With his new partner Chuck (Mark Ruffalo) accompanying him, Teddy digs deeper and deeper into the mystery of Ashecliffe, crossing paths with shady guards, paranoid inmates and a bemused warden who, at one point, point-blank threatens to murder him with his bare hands. Eventually, we and Teddy come to find out why everyone is acting so strangely toward him - the entire hospital is engaged in a kind of role-play psychodrama. You see, Teddy is not Teddy; he’s violent inmate Andrew Laeddis, whose mind has snapped after causing (directly and indirectly, respectively) the death of his wife and children. His partner is not his partner; he’s his psychiatrist Dr. Sheehan. The whole charade is the plan of Dr. Cawley (Ben Kingsley), meant to give violent inmate Andrew Laeddis one last shot at returning to reason before he’s lobotomized.

Before we get to what happens next, let’s talk about Scorsese’s attraction to the “two stories in one” angle. Watching Shutter Island again from the beginning, nearly every action, every glance, takes on a new meaning. When Andrew-As-Teddy arrives at the island, he’s not "meeting the staff"; they’re surrounding him, practically pointing their rifles at them, because he’s a dangerous lunatic. When Teddy's partner “Chuck” is told to surrender his gun to the guards, he doesn’t even know how to remove it from its holster, clumsily taking the whole thing off his belt to hand it over. Everyone is hiding something from Teddy, but not really trying (or able) to hide it from us. When Teddy/Andrew ditches Chuck/Dr. Sheehan for five minutes, another inmate (Jackie Earle Haley) flat-out tells him - and us - the entire plan. This is an elaborate masquerade that’s perilously hanging by a thread since the word go. Viewers might guess the “twist” on first viewing, but it’s there in plain sight from the outset; it’s not really the point; and a second viewing reveals just how much it’s up to you to choose to see or not see the reality.
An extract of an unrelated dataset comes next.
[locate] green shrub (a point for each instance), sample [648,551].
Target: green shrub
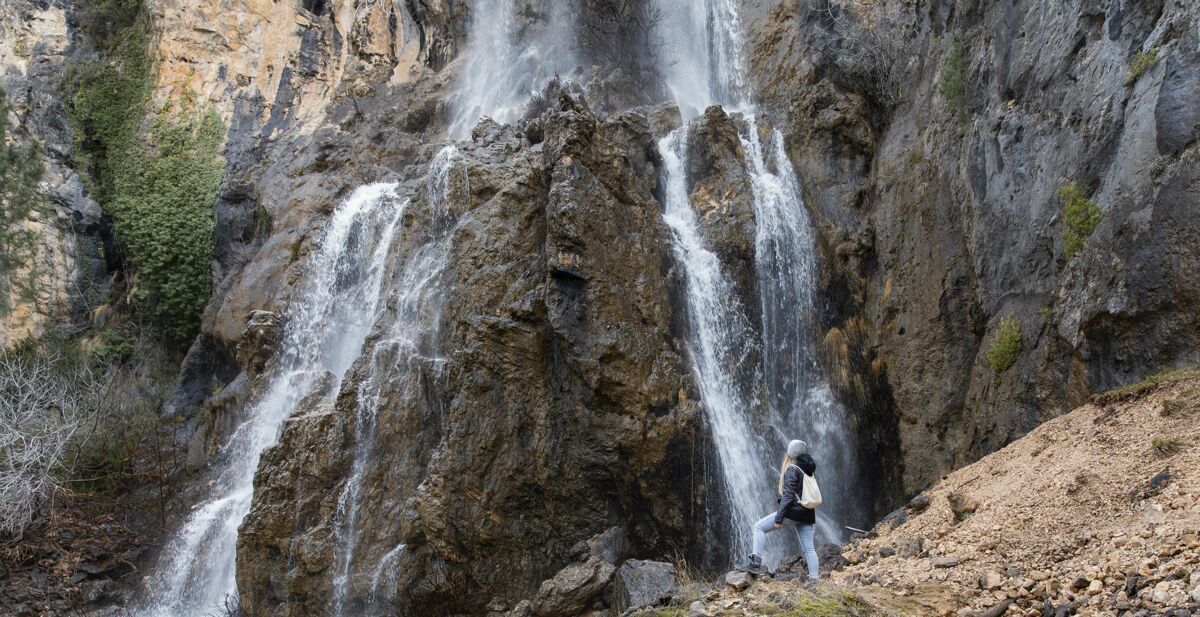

Which is what Andrew has done. Presented with a choice, Andrew Laeddis chooses madness. Madness is easier than guilt. Madness doesn’t hurt like clarity. And when his madness is taken away, oblivion is an even better alternative. “Which is worse? To live as a monster or to die a good man?” Laeddis asks Dr. Sheehan, before walking voluntarily toward his own lobotomy (which he catalyzes by pretending to remain delusional). Snapped out of his fantasy, Andrew chooses the operating table, the system’s last-resort deterrent offering him blessed, eternal release. His decision fuels the real twist of Shutter Island: that Scorsese and author Dennis Lehane manage to give a new, emotional weight to a hoary old bit of cinematic gimmickry. The unreliable narrator is just trying to protect himself from his own truth, and when the curtain is pulled back, his truth is so terrible that he chooses living death.